Asynchronous SGD for parallelization:

• Hogwild
• Downpour SGD
• Delay-tolerant Algorithms for SGD
• TensorFlow
• EASGD, elastic Averaging SGD: local variable fluctuate from center variable

Extra to explore:

• Shuffling and Curriculum Learning
• Batch normalization: keep N(0,1)
• Early stopping: avoid overfitting
• Gradient noise: shuffle away from local

Overview of Gradient Descent refs

Activation Function

back-propagatable, non-linear projection

keep nonlinearity & non-vanishing gradient

• Sigmoid: \(f(x) = \frac{1}{1 + e^{-x}}\), work with cross-entropy cost function \(y\ln{a}+(1-y)\ln{(1-a)}\) to avoid gradient vanishing
• tanh, \(tanh(x)= 2 \sigmoid(2x)-1\): better but not the final solution
• ReLU, \(y=x\ge0? x:0\)
  • constant gradient on one side
  • output shift & hard to converge
• PReLU, \(f(y_i)= y_i>0? y_i: a_iy_i\): regulate the left side
  • He, K., et al. Delving Deep into Rectifiers: Surpassing Human-Level Performance on ImageNet Classification. ICCV 2015
  • RReLU, Xu, B., et al. Empirical Evaluation of Rectified Activations in Convolutional Network.

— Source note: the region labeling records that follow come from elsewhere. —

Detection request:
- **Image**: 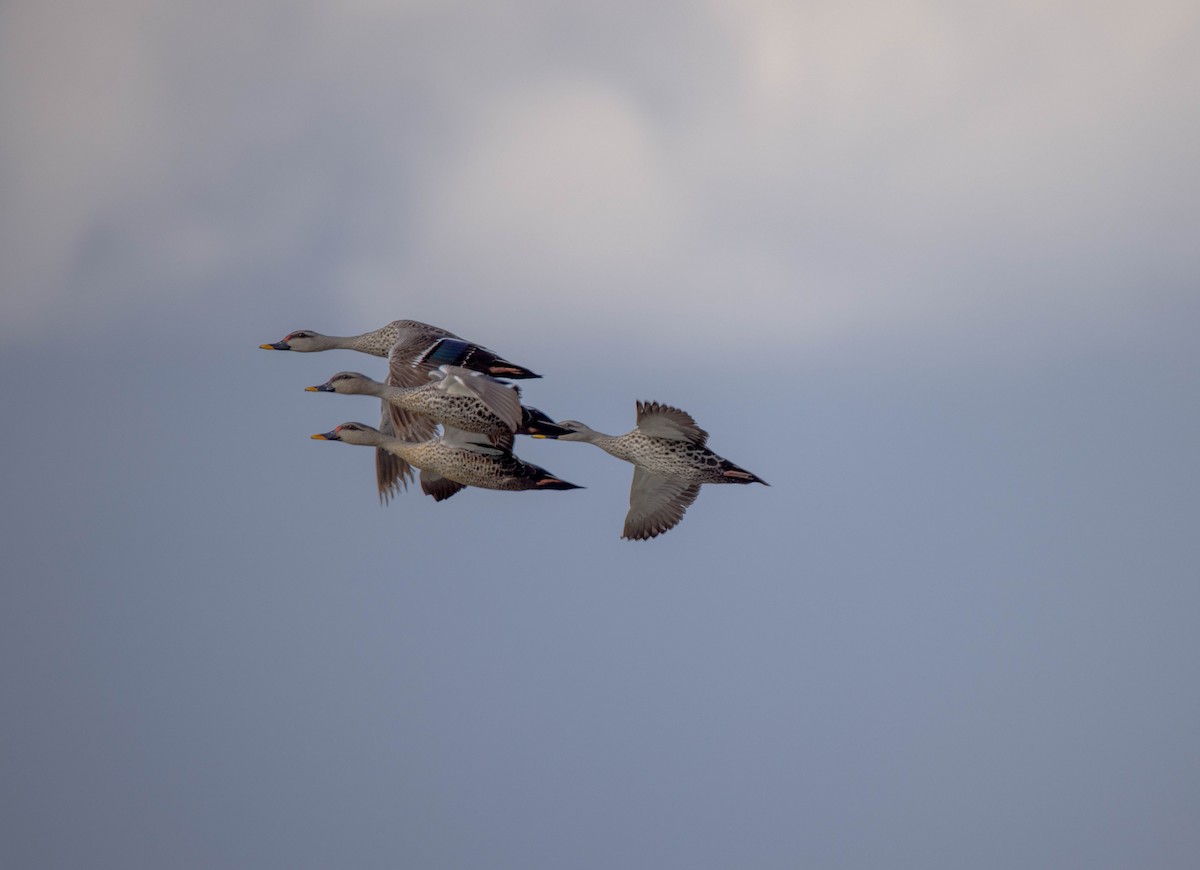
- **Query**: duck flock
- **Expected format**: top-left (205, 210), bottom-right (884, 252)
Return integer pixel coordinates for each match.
top-left (259, 320), bottom-right (767, 540)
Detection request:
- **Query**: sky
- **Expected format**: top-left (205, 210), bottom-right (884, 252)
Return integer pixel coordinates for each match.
top-left (0, 0), bottom-right (1200, 870)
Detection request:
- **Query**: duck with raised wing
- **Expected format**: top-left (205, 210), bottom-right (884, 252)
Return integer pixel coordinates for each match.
top-left (305, 366), bottom-right (570, 449)
top-left (312, 422), bottom-right (581, 502)
top-left (534, 402), bottom-right (769, 541)
top-left (266, 320), bottom-right (541, 503)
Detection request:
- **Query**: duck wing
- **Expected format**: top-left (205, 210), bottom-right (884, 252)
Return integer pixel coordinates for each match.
top-left (620, 466), bottom-right (700, 541)
top-left (637, 402), bottom-right (708, 446)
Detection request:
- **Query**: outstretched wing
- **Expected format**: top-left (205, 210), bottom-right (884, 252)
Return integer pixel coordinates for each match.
top-left (620, 466), bottom-right (700, 541)
top-left (430, 366), bottom-right (521, 432)
top-left (637, 401), bottom-right (708, 446)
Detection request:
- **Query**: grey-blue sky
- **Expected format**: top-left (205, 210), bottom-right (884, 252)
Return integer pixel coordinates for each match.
top-left (0, 2), bottom-right (1200, 868)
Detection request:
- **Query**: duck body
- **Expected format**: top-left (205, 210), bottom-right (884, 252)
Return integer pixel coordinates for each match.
top-left (266, 320), bottom-right (541, 503)
top-left (313, 422), bottom-right (580, 502)
top-left (535, 401), bottom-right (768, 540)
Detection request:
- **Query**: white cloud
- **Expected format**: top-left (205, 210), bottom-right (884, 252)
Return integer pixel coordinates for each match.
top-left (0, 0), bottom-right (1200, 355)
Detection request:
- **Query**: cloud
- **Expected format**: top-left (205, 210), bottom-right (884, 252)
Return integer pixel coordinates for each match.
top-left (0, 0), bottom-right (1200, 352)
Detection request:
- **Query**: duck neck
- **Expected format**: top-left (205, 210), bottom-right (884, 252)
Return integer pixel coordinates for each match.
top-left (350, 323), bottom-right (398, 356)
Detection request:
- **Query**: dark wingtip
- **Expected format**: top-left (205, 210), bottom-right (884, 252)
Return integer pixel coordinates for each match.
top-left (538, 478), bottom-right (584, 490)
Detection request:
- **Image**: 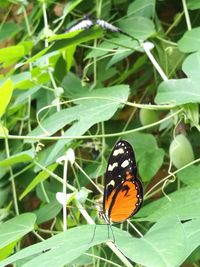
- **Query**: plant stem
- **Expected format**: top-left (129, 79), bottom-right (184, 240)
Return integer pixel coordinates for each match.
top-left (182, 0), bottom-right (192, 31)
top-left (5, 137), bottom-right (19, 215)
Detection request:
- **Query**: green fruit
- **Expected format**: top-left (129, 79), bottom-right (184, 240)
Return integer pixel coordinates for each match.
top-left (169, 134), bottom-right (194, 169)
top-left (139, 108), bottom-right (159, 126)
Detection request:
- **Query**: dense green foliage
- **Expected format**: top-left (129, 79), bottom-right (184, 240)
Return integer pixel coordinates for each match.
top-left (0, 0), bottom-right (200, 267)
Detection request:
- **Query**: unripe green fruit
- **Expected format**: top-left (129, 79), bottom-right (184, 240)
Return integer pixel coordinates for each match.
top-left (169, 134), bottom-right (194, 169)
top-left (139, 108), bottom-right (159, 126)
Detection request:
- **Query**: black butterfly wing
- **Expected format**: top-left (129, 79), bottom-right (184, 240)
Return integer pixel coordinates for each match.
top-left (103, 140), bottom-right (143, 222)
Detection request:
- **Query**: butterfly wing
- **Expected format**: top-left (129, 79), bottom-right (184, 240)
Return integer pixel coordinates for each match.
top-left (103, 140), bottom-right (143, 222)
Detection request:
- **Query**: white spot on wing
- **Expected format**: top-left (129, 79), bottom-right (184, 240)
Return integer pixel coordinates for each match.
top-left (108, 162), bottom-right (118, 171)
top-left (121, 159), bottom-right (129, 168)
top-left (113, 148), bottom-right (124, 156)
top-left (107, 180), bottom-right (115, 187)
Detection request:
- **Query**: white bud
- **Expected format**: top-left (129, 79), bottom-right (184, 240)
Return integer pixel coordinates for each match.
top-left (56, 192), bottom-right (76, 205)
top-left (66, 148), bottom-right (75, 164)
top-left (142, 42), bottom-right (154, 50)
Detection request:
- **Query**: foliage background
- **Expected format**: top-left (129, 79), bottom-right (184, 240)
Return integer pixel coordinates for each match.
top-left (0, 0), bottom-right (200, 267)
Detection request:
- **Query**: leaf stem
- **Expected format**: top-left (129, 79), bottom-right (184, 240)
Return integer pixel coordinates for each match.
top-left (182, 0), bottom-right (192, 31)
top-left (5, 137), bottom-right (19, 215)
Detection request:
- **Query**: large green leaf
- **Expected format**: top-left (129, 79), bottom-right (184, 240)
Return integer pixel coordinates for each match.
top-left (138, 186), bottom-right (200, 221)
top-left (34, 199), bottom-right (62, 224)
top-left (178, 27), bottom-right (200, 53)
top-left (0, 216), bottom-right (200, 267)
top-left (29, 85), bottom-right (129, 164)
top-left (182, 51), bottom-right (200, 82)
top-left (0, 42), bottom-right (33, 67)
top-left (155, 49), bottom-right (200, 105)
top-left (187, 0), bottom-right (200, 10)
top-left (177, 165), bottom-right (200, 187)
top-left (0, 225), bottom-right (108, 267)
top-left (0, 213), bottom-right (36, 251)
top-left (28, 27), bottom-right (103, 62)
top-left (155, 78), bottom-right (200, 105)
top-left (124, 132), bottom-right (164, 181)
top-left (116, 217), bottom-right (186, 267)
top-left (128, 0), bottom-right (155, 18)
top-left (139, 148), bottom-right (165, 181)
top-left (19, 163), bottom-right (58, 200)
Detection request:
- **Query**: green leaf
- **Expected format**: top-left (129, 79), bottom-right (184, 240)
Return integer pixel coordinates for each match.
top-left (0, 22), bottom-right (20, 41)
top-left (0, 124), bottom-right (8, 137)
top-left (119, 16), bottom-right (155, 40)
top-left (178, 27), bottom-right (200, 53)
top-left (177, 165), bottom-right (200, 187)
top-left (61, 72), bottom-right (89, 99)
top-left (0, 149), bottom-right (34, 167)
top-left (127, 0), bottom-right (155, 18)
top-left (0, 225), bottom-right (108, 267)
top-left (29, 85), bottom-right (129, 163)
top-left (139, 186), bottom-right (200, 221)
top-left (187, 0), bottom-right (200, 10)
top-left (19, 163), bottom-right (58, 200)
top-left (182, 51), bottom-right (200, 82)
top-left (155, 78), bottom-right (200, 105)
top-left (183, 220), bottom-right (200, 266)
top-left (139, 148), bottom-right (165, 182)
top-left (124, 132), bottom-right (164, 181)
top-left (0, 213), bottom-right (36, 251)
top-left (0, 79), bottom-right (13, 117)
top-left (0, 240), bottom-right (17, 261)
top-left (34, 199), bottom-right (62, 224)
top-left (0, 42), bottom-right (32, 67)
top-left (116, 217), bottom-right (186, 267)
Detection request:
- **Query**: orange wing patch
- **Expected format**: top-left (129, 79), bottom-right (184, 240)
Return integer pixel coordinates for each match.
top-left (108, 181), bottom-right (139, 222)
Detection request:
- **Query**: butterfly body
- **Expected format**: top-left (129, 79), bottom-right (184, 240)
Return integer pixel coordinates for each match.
top-left (103, 140), bottom-right (143, 223)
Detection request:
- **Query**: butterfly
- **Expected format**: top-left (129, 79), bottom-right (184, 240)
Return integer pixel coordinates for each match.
top-left (103, 140), bottom-right (143, 224)
top-left (66, 16), bottom-right (133, 38)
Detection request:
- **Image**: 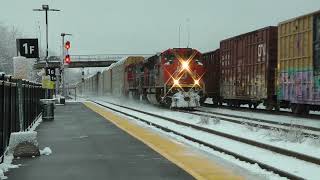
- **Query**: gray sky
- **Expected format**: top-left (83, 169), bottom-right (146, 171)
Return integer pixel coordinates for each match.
top-left (0, 0), bottom-right (320, 54)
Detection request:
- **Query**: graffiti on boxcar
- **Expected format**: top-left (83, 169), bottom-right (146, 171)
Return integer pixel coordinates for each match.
top-left (278, 71), bottom-right (320, 104)
top-left (258, 44), bottom-right (266, 62)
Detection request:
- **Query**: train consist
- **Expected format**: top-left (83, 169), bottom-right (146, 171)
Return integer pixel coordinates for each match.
top-left (203, 11), bottom-right (320, 114)
top-left (80, 11), bottom-right (320, 114)
top-left (77, 48), bottom-right (205, 108)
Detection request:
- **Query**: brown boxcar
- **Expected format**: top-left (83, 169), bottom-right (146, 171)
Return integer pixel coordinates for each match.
top-left (202, 49), bottom-right (221, 104)
top-left (220, 26), bottom-right (278, 109)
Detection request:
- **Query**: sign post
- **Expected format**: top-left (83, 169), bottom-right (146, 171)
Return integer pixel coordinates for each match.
top-left (17, 39), bottom-right (39, 58)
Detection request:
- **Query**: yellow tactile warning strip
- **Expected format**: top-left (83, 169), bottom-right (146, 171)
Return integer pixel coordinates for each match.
top-left (84, 102), bottom-right (244, 180)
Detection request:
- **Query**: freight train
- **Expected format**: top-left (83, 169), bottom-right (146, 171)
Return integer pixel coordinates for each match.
top-left (77, 48), bottom-right (205, 108)
top-left (79, 11), bottom-right (320, 114)
top-left (203, 11), bottom-right (320, 114)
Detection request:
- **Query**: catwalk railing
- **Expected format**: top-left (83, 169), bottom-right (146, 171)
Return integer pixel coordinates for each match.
top-left (0, 74), bottom-right (45, 162)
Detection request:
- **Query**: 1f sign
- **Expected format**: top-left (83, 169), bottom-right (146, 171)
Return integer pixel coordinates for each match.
top-left (17, 39), bottom-right (39, 58)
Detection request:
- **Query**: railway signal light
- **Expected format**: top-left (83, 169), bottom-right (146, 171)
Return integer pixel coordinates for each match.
top-left (64, 41), bottom-right (71, 50)
top-left (64, 54), bottom-right (71, 64)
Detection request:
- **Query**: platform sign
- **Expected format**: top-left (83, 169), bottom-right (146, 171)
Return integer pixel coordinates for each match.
top-left (17, 39), bottom-right (39, 58)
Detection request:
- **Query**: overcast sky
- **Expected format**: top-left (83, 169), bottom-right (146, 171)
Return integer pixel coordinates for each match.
top-left (0, 0), bottom-right (320, 54)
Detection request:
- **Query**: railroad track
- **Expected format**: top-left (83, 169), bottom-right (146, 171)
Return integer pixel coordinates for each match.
top-left (92, 101), bottom-right (320, 179)
top-left (179, 109), bottom-right (320, 138)
top-left (202, 103), bottom-right (320, 120)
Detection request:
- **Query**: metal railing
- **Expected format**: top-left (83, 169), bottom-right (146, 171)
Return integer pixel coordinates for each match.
top-left (0, 74), bottom-right (45, 162)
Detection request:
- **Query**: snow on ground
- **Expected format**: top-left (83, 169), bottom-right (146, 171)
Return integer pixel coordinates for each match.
top-left (0, 116), bottom-right (42, 180)
top-left (89, 97), bottom-right (320, 179)
top-left (40, 147), bottom-right (52, 156)
top-left (0, 154), bottom-right (21, 179)
top-left (96, 98), bottom-right (320, 158)
top-left (93, 100), bottom-right (287, 180)
top-left (200, 107), bottom-right (320, 128)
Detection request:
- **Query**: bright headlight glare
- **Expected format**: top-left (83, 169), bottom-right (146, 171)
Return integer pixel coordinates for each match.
top-left (182, 61), bottom-right (189, 69)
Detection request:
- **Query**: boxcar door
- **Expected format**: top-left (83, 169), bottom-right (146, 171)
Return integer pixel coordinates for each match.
top-left (235, 38), bottom-right (246, 97)
top-left (313, 14), bottom-right (320, 101)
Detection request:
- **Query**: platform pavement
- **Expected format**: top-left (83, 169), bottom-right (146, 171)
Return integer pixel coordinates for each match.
top-left (6, 103), bottom-right (194, 180)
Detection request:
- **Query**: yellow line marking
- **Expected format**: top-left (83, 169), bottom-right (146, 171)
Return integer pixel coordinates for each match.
top-left (84, 102), bottom-right (244, 180)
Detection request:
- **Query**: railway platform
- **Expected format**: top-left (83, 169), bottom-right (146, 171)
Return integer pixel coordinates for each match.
top-left (6, 102), bottom-right (245, 180)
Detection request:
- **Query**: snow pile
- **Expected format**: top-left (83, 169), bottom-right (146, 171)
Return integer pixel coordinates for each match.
top-left (8, 131), bottom-right (38, 154)
top-left (171, 90), bottom-right (200, 108)
top-left (0, 154), bottom-right (20, 179)
top-left (0, 116), bottom-right (42, 180)
top-left (28, 116), bottom-right (42, 131)
top-left (40, 147), bottom-right (52, 156)
top-left (197, 116), bottom-right (220, 125)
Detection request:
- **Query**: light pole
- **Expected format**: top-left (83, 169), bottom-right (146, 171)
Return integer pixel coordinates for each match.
top-left (33, 5), bottom-right (60, 98)
top-left (60, 33), bottom-right (72, 96)
top-left (33, 5), bottom-right (60, 63)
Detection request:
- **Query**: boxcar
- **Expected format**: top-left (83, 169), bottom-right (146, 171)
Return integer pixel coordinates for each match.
top-left (220, 26), bottom-right (278, 109)
top-left (202, 49), bottom-right (221, 105)
top-left (277, 11), bottom-right (320, 114)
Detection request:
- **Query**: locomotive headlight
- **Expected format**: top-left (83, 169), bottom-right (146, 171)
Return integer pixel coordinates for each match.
top-left (182, 61), bottom-right (189, 69)
top-left (194, 79), bottom-right (199, 86)
top-left (173, 79), bottom-right (179, 85)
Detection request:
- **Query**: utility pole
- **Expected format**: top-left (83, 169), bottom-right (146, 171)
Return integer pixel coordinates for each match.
top-left (33, 5), bottom-right (60, 98)
top-left (60, 33), bottom-right (72, 96)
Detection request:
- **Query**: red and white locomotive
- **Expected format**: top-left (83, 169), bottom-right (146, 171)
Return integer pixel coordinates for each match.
top-left (125, 48), bottom-right (205, 108)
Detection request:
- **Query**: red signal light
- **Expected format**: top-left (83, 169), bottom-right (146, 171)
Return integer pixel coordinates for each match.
top-left (64, 41), bottom-right (71, 49)
top-left (64, 54), bottom-right (71, 64)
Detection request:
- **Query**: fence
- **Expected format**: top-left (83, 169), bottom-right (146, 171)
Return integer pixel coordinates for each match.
top-left (0, 74), bottom-right (45, 162)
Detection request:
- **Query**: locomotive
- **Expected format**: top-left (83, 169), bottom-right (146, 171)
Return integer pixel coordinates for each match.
top-left (80, 11), bottom-right (320, 114)
top-left (78, 48), bottom-right (205, 108)
top-left (128, 48), bottom-right (204, 108)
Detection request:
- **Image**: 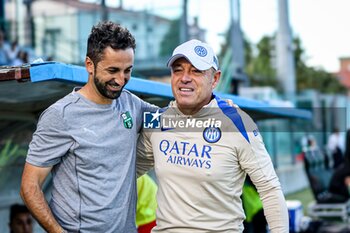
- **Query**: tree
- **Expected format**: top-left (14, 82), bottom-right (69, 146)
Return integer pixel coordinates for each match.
top-left (159, 19), bottom-right (180, 57)
top-left (293, 37), bottom-right (346, 93)
top-left (246, 36), bottom-right (278, 87)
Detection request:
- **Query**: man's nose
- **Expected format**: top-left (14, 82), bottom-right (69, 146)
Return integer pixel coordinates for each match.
top-left (181, 72), bottom-right (192, 83)
top-left (114, 73), bottom-right (126, 86)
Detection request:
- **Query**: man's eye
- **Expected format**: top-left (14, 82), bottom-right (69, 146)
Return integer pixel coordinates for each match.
top-left (192, 69), bottom-right (203, 74)
top-left (108, 69), bottom-right (118, 74)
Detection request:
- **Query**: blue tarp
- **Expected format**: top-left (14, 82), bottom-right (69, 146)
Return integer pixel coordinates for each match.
top-left (30, 62), bottom-right (312, 119)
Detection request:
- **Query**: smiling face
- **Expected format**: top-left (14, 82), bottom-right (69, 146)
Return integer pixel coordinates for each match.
top-left (171, 58), bottom-right (221, 115)
top-left (84, 47), bottom-right (134, 104)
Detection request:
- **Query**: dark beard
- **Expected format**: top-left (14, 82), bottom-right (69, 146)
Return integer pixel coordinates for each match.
top-left (94, 73), bottom-right (128, 99)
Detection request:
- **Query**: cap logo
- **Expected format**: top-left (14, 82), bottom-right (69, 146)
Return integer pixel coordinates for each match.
top-left (194, 45), bottom-right (208, 57)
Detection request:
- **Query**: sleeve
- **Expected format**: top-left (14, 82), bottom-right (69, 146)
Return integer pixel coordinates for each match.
top-left (238, 110), bottom-right (289, 233)
top-left (136, 130), bottom-right (154, 177)
top-left (136, 96), bottom-right (159, 133)
top-left (26, 107), bottom-right (74, 167)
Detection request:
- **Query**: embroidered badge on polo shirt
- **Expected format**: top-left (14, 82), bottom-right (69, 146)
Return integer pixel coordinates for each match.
top-left (121, 111), bottom-right (133, 129)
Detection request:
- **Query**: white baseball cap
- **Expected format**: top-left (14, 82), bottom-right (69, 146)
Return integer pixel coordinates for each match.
top-left (167, 39), bottom-right (219, 70)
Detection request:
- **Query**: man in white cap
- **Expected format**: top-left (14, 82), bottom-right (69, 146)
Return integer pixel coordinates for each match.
top-left (137, 40), bottom-right (289, 233)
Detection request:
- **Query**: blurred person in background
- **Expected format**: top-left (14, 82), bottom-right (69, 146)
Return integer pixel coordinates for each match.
top-left (327, 127), bottom-right (344, 168)
top-left (137, 40), bottom-right (289, 233)
top-left (12, 50), bottom-right (29, 66)
top-left (0, 31), bottom-right (10, 66)
top-left (329, 129), bottom-right (350, 200)
top-left (9, 204), bottom-right (34, 233)
top-left (8, 40), bottom-right (20, 64)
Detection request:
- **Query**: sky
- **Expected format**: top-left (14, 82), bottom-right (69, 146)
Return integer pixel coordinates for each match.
top-left (101, 0), bottom-right (350, 72)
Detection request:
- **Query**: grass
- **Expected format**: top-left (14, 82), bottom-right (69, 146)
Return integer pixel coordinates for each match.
top-left (286, 188), bottom-right (315, 215)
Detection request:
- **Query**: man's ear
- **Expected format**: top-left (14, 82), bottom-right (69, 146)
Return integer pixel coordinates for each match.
top-left (212, 70), bottom-right (221, 90)
top-left (85, 57), bottom-right (95, 75)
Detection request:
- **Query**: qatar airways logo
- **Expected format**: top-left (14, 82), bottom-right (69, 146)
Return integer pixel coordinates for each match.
top-left (143, 110), bottom-right (221, 130)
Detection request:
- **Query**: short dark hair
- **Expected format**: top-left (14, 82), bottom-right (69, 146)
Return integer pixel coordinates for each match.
top-left (10, 204), bottom-right (30, 224)
top-left (86, 21), bottom-right (136, 66)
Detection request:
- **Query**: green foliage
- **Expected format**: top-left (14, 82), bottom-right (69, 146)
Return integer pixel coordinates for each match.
top-left (293, 38), bottom-right (346, 93)
top-left (246, 36), bottom-right (278, 87)
top-left (159, 19), bottom-right (180, 57)
top-left (220, 32), bottom-right (346, 93)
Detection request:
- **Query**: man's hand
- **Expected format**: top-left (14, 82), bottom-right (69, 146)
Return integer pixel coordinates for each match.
top-left (20, 163), bottom-right (65, 233)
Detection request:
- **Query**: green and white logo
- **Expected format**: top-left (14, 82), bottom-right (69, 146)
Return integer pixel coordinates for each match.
top-left (121, 111), bottom-right (133, 129)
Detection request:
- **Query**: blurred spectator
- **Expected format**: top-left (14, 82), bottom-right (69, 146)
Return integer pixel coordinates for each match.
top-left (7, 40), bottom-right (19, 64)
top-left (12, 50), bottom-right (29, 66)
top-left (329, 129), bottom-right (350, 199)
top-left (327, 128), bottom-right (344, 168)
top-left (9, 204), bottom-right (33, 233)
top-left (136, 174), bottom-right (157, 233)
top-left (0, 31), bottom-right (10, 66)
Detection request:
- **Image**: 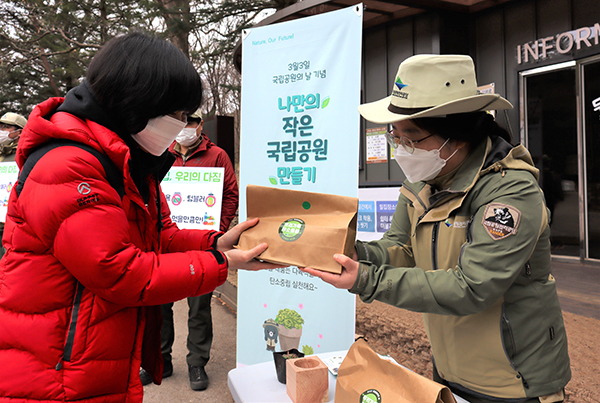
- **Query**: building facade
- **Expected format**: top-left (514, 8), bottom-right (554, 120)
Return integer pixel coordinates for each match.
top-left (240, 0), bottom-right (600, 264)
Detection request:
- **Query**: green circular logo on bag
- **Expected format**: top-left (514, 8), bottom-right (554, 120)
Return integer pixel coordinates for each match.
top-left (360, 389), bottom-right (381, 403)
top-left (279, 218), bottom-right (305, 242)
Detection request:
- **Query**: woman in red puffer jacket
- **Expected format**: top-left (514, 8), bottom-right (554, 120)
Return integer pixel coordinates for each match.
top-left (0, 33), bottom-right (273, 403)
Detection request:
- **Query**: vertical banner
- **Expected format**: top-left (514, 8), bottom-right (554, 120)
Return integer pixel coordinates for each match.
top-left (0, 162), bottom-right (19, 222)
top-left (237, 4), bottom-right (363, 366)
top-left (160, 167), bottom-right (225, 231)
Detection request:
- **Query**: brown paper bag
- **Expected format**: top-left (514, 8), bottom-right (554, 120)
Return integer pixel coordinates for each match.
top-left (335, 339), bottom-right (456, 403)
top-left (236, 185), bottom-right (358, 273)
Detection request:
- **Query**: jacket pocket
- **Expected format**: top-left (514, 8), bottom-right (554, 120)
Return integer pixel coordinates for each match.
top-left (501, 306), bottom-right (517, 368)
top-left (56, 281), bottom-right (85, 371)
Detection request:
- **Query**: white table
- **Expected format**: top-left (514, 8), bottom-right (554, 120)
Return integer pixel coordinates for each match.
top-left (227, 350), bottom-right (468, 403)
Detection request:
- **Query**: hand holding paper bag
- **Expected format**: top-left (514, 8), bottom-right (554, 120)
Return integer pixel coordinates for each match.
top-left (237, 185), bottom-right (358, 273)
top-left (217, 218), bottom-right (279, 271)
top-left (300, 252), bottom-right (359, 290)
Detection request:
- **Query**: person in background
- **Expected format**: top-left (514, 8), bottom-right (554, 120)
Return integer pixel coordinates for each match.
top-left (0, 112), bottom-right (27, 162)
top-left (0, 32), bottom-right (276, 403)
top-left (140, 109), bottom-right (239, 390)
top-left (0, 112), bottom-right (27, 258)
top-left (303, 55), bottom-right (571, 403)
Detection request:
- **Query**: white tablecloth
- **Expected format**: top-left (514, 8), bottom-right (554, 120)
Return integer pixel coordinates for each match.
top-left (227, 350), bottom-right (468, 403)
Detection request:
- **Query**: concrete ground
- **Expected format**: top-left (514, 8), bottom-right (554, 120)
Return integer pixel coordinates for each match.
top-left (144, 292), bottom-right (237, 403)
top-left (144, 262), bottom-right (600, 403)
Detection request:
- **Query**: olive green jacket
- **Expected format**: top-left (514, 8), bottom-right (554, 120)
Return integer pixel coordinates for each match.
top-left (350, 138), bottom-right (571, 399)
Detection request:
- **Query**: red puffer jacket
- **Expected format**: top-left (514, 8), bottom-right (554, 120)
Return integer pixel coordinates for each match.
top-left (0, 98), bottom-right (227, 403)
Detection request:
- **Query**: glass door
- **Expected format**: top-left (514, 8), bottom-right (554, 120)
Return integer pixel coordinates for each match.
top-left (580, 57), bottom-right (600, 259)
top-left (520, 62), bottom-right (580, 257)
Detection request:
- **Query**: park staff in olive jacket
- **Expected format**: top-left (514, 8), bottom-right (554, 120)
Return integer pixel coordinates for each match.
top-left (305, 55), bottom-right (571, 402)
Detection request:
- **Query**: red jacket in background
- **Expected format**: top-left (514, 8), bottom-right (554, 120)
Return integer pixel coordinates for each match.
top-left (0, 98), bottom-right (227, 403)
top-left (169, 133), bottom-right (239, 231)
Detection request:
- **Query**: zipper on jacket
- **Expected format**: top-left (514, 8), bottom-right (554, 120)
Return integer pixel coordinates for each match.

ICML Deep Learning Workshop 2015
• Maxout, \(\max{w_ix+b_i}\)
• ELU, \(f(x)= x>0?x:\alpha (\exp(x)-1)\)
  • ImageNet example
• Noisy Activation Functions, Gulcehre, C., et al., Noisy Activation Functions, in ICML 2016. 2016
• CReLU, pair-grouping phenomenon
• MPELU

Practical tips:

• ReLU
• ELU
• PReLU/MPELU with regularizer/penalty

Regularization

minimize the loss function with reasonable complexity

Supervised learning: \(w^* = \arg\min_w \sum_i L(y_i, f(x_i;w)) + \lambda \Omega(w)\), solve ill-conditioned matrix

L0/L1, minimize the absolute sum: Lasso regularization, make \(w\) sparse, \(||w||_1 \le C\), linear bound

• Feature Selection: less feature needed
• Interpretability: less complex

less features

L2, minimize the square sum: Ridge Regression/Weight Decay, \(||w||_2 \le C\), quadratic bound

won't reduce features
but reduce certain feature dependence

Tuning Methods

the evil approach

Neural Networks

• Feedforward Neural Network: word2vec
  • Huffman tree
  • CBOW: words -> word
  • skip-gram: word -> words
• Denoising Autoencoders: obtain good representation
  • perform noise mapping: \(x \rightarrow \tilde{ x}\)
  • keep loss as \(\mathcal{L}(x,\tilde{x'})\)
• Restricted Boltzmann Machine: unsupervised learning
  • generative approach: obtain \(P(X,Y)\) for P(Y|X); in contrast of discriminative approach, which only cares about \(P(Y|X)\)
    • methods: Markov process & Gibbs sampling
    • metrics: KL divergence, Shannon entropy, \(\sum_i P(i)\log\frac{P(i)}{Q(i)}\)
  • probability distribution: \(P = \frac{1}{Z}e^{-E(v,h)}\)
  • energy function: \(E(v,h) =-v^T Wh -a^Tv -b^Th\), \(v\) visible unit, \(h\) hidden unit
• Generative Adversarial Network: Turing learning
  • discriminator: convolutional
  • generator: deconvolutional
  • applications
    • synthesis face from text: progressive growing of GANs, training method
    • recover features in astrophysical images of galaxies beyond the deconvolution limit
    • EnhanceNet: Single Image Super-Resolution Through Automated Texture Synthesis
    • generating images in latent space
• Residual Neural Network
  • plain layer + shortcuts
  • residual function: \(\mathcal{F}(x):=h(x) - x\)
  • shortcut: \(y=w_s x + \mathcal{F}(x, \{w_i\})\)
• Convolutional Neural Network: computer vision
  • convolutional layer with kernels
• Recurrent Neural Network
  • LSTM: a memory cell \(c_t\), an input gate \(i_t\), an 'output' gate \(o_t\) and a forget gate \(f_t\). \(x_t \rightarrow h_t\)
  • Attention: potential of memory
  • applications
    • Semantic MEDLINE: MEDLINE intelligence, NLP on medical papers
    • ORiGAMI: term weight and so on
    • Acoustic modeling: ASR
    • Image description

Spiking Neural Network (3rd generation)

Spiking neuron: accumulate their activation into a potential over time, and only send out a signal (a "spike") when this potential crosses a threshold and the neuron is reset.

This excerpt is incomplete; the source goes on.